I’m trying to create a class from an assembly known only at runtime. Having weird problems.
string providerType = AppConfig.GetConfigValue("LocationProvider");
string assemblyFileName = AppConfig.GetConfigValue("LocationProviderAssembly");
Assembly assembly = Assembly.LoadFrom(assemblyFileName);
//Object obj = assembly.CreateInstance(providerType) ;
Type type = assembly.GetType(providerType);
Object obj = Activator.CreateInstance(type);
ILocationProvider locProvider = obj as ILocationProvider;
float distance = locProvider.GetDistance(new Location(), new Location());
If I use the debugger, and stop before the last two lines are executed, I can run those two lines in the Immediate window, and they work. But if I let the code run, locProvider remains null.
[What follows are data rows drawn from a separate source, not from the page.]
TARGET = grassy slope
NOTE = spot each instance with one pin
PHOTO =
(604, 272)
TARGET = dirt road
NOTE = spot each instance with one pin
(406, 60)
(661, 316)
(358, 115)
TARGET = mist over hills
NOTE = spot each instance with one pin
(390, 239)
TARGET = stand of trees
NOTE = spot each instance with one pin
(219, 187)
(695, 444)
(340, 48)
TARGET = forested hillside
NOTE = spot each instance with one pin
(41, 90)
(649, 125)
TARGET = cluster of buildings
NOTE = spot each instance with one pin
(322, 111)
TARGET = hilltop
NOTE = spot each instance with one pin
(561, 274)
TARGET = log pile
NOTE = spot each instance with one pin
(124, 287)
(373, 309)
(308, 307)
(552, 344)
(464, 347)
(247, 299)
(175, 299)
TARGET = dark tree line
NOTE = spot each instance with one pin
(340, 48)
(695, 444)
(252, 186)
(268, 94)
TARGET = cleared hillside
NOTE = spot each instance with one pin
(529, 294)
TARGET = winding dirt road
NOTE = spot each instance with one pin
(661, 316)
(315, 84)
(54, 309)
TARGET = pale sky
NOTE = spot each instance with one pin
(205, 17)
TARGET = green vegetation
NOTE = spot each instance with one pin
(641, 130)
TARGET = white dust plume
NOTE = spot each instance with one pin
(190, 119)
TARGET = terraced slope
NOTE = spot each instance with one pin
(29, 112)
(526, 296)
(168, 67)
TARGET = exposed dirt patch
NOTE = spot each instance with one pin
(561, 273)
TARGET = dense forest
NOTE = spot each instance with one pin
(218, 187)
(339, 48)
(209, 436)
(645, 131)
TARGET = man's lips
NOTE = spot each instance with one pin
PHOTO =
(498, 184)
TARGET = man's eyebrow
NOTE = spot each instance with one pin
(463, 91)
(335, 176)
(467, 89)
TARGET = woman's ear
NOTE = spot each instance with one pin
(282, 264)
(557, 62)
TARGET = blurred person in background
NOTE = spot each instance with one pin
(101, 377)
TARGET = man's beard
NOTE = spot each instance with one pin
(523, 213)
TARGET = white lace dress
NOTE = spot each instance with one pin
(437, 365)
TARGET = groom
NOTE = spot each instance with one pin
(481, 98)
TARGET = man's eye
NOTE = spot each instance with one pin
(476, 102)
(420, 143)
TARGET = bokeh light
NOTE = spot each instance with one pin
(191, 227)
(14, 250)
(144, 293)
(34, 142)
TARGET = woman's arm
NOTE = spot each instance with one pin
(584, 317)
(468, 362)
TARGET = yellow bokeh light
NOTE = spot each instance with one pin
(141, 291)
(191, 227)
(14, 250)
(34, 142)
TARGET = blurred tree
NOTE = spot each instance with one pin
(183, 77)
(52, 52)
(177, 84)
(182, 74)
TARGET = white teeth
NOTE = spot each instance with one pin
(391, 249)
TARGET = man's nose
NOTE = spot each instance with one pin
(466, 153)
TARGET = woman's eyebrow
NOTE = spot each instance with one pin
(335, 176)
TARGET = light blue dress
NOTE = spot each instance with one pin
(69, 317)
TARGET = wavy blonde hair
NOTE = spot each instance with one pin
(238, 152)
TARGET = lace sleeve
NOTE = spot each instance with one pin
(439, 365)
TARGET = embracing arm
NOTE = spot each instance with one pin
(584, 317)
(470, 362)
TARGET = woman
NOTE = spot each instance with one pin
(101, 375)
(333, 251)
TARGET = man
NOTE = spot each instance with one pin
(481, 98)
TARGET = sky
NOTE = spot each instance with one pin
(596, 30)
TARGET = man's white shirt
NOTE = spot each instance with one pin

obj seems to have the right type:
obj.GetType()
{Name = "LocationProviderConcrete" FullName = "LocationProvider.LocationProviderConcrete"}
[System.RuntimeType]: {Name = "LocationProviderConcrete" FullName = "LocationProvider.LocationProviderConcrete"}
base {System.Reflection.MemberInfo}: {Name = "LocationProviderConcrete" FullName = "LocationProvider.LocationProviderConcrete"}
And this works fine in the Immediate window:
((ILocationProvider) obj).GetDistance(new Location(), new Location())
Any clues as to why this doesn’t work in the normal code flow?
Where is
ILocationProviderdeclared? My guess is that you’ve got one copy in the assembly you’re loading by reflection, and one copy in the “running” assembly. Those are different interfaces.Basically, you need to make sure that the interface is only loaded in one assembly, and only in one copy of that assembly too.
I wrote this article years ago – there may be better approaches to some aspects of it, but the fundamentals of what’s going wrong are probably still valid.